The Gosnell trial and the public’s response prompted a wave of pro-life legislation across the country. In May 2013 at the same time as Gosnell’s conviction, Rep. Joseph R. Pitts, Pennsylvania Republican, and other pro-life members of Congress began an inquiry into states’ oversight of abortion providers. In June 2013, the U.S. House of Representatives passed the Pain-Capable Unborn Child Protection Act.

According to the Guttmacher Institute, between 2011 and 2013 more pro-life bills were signed into law than in the entire previous decade.
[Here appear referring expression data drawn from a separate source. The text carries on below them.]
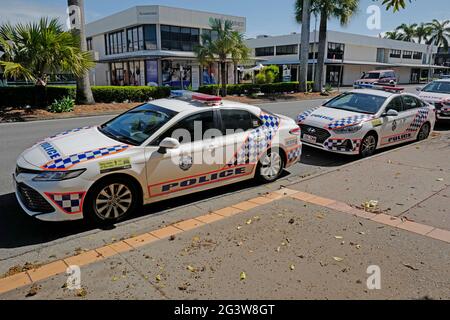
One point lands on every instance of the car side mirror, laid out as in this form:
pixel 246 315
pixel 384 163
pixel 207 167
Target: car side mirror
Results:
pixel 168 144
pixel 391 113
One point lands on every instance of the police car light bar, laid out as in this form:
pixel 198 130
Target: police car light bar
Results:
pixel 195 96
pixel 378 87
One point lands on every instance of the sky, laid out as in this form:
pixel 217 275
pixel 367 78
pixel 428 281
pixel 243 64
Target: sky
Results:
pixel 263 16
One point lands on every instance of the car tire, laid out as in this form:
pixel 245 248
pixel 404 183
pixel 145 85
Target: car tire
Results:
pixel 111 200
pixel 368 145
pixel 270 166
pixel 424 132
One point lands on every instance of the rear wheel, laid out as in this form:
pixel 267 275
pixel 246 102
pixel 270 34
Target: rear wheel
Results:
pixel 111 201
pixel 270 166
pixel 424 132
pixel 368 146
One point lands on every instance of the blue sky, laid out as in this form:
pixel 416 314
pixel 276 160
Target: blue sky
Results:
pixel 263 16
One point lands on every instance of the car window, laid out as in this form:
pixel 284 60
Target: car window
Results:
pixel 190 129
pixel 410 102
pixel 238 120
pixel 396 104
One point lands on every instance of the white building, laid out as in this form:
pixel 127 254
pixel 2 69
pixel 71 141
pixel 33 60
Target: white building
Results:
pixel 153 44
pixel 347 56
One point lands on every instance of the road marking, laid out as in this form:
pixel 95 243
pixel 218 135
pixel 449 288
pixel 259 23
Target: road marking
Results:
pixel 86 258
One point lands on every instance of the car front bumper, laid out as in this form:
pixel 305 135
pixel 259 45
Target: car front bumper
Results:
pixel 49 201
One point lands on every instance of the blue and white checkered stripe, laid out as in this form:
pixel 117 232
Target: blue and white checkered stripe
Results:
pixel 294 154
pixel 349 121
pixel 70 202
pixel 302 117
pixel 257 141
pixel 419 119
pixel 67 162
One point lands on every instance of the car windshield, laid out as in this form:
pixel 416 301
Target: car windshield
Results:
pixel 137 125
pixel 357 102
pixel 372 75
pixel 438 87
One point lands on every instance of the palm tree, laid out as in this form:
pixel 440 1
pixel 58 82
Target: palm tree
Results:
pixel 408 32
pixel 396 5
pixel 84 92
pixel 228 45
pixel 393 35
pixel 303 16
pixel 32 51
pixel 440 33
pixel 423 32
pixel 339 9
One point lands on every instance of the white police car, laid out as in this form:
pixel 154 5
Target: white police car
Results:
pixel 438 94
pixel 361 121
pixel 159 150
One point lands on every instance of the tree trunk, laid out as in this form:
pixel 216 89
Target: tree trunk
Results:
pixel 84 92
pixel 223 72
pixel 318 81
pixel 304 49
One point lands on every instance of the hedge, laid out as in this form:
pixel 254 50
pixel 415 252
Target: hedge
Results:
pixel 26 95
pixel 247 89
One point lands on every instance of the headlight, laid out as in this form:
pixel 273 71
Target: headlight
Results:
pixel 349 129
pixel 58 175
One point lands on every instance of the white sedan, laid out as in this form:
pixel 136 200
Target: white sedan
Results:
pixel 159 150
pixel 364 120
pixel 438 94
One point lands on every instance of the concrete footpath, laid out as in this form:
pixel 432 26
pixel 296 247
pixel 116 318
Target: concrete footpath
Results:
pixel 384 219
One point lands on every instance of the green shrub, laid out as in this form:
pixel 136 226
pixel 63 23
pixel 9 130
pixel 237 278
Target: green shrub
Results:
pixel 66 104
pixel 249 89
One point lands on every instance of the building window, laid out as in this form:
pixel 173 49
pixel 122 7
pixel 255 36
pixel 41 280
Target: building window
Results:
pixel 265 51
pixel 407 54
pixel 336 51
pixel 288 49
pixel 396 53
pixel 179 38
pixel 417 55
pixel 115 42
pixel 89 44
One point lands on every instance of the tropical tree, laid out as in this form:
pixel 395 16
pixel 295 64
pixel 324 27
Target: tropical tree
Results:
pixel 440 33
pixel 227 44
pixel 396 5
pixel 408 32
pixel 35 50
pixel 84 91
pixel 342 10
pixel 423 32
pixel 393 35
pixel 303 16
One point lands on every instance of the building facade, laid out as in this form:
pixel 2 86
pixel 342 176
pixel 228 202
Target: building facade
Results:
pixel 153 45
pixel 347 56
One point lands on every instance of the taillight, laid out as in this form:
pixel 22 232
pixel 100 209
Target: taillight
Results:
pixel 296 131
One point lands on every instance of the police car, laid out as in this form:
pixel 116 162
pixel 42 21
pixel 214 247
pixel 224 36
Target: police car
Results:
pixel 159 150
pixel 363 120
pixel 438 94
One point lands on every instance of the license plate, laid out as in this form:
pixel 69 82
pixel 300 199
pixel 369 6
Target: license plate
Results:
pixel 309 138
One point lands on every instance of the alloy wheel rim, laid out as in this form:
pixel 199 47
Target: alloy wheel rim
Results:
pixel 369 145
pixel 113 201
pixel 271 165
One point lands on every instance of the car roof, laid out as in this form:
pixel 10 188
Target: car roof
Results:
pixel 374 92
pixel 183 105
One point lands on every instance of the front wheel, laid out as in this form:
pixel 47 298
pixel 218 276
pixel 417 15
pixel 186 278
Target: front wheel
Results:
pixel 368 146
pixel 111 201
pixel 424 132
pixel 270 166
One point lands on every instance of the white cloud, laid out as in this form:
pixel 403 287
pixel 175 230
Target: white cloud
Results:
pixel 15 11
Forty-five percent of the abortion restrictions enacted over those three years included restrictions on abortion providers and bans on abortions at 20 weeks post-fertilization, among others.

A Guttmacher State Policy Review for each year reveals the total number of pro-life bills that were passed: 23 bills (2010), a whopping 92 bills in 24 states (2011), 43 bills in 19 states (2012) and 70 bills in 22 states (2013).

The polls also reflected an awakening on late-term abortions. In April 2013, the Polling Company showed 65 percent approval for the 20-week ban.

The sheer depravity and disrespect for human life that took place inside Gosnell’s unregulated facility has awakened America’s conscience and has led to renewed action at the state and federal level in defense of both women and their unborn children. Great evil has resulted in great good, and for that we can be thankful.

Arina O. Grossu is director for the Center for Human Dignity at the Family Research Council.